Latvian chess player

Guntis Jankovskis (born 21 January 1971) is a Latvian chess player, FIDE Master (2019), Latvian Chess Championship winner (2024).

== Chess career ==
Guntis Jankovskis started playing chess in 1980, was a student of Jēkabpils chess coach Jānis Mileika (1936–2010). He successfully played in youth and junior chess tournaments. In 1987, he won 2nd place in the Latvian Youth Chess Championship. In August 1988, in Dimitrovgrad, Guntis Jankovskis played for Latvian team and together with Alexei Shirov, Andrei Sokolov and others, he won team silver medal in the Soviet Youth Sports games.

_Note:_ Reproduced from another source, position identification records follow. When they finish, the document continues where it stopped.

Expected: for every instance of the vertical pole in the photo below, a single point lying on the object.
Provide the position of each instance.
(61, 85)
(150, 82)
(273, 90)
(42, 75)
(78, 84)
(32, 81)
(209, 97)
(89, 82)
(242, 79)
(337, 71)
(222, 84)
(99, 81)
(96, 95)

Guntis Jankovskis is multiple participant of the Latvian Chess Championships, in which he often took places in the top ten. In 2021 he won Latvian Chess Championship bronze medal, and in 2024 he won gold medal. Also Guntis Jankovskis participated in various teams in the Latvian Team Chess Championships. In 1989, with Daugavpils chess club team, he won 2nd place in the team competition and was the best at his individual table. Three times with Olaine chess club he won 3rd place in this tournament (2014, 2016, 2018).

In 1996, he won a chess tournament Liepājas Rokāde.

Guntis Jankovskis also regularly participated in his coach Jānis Mileika's Memorial tournaments, in which he won 2nd place (2017) and 3rd place (2011).

In 2019, he became a FIDE chess master. He works as a chess coach of Jēkabpils Sports School.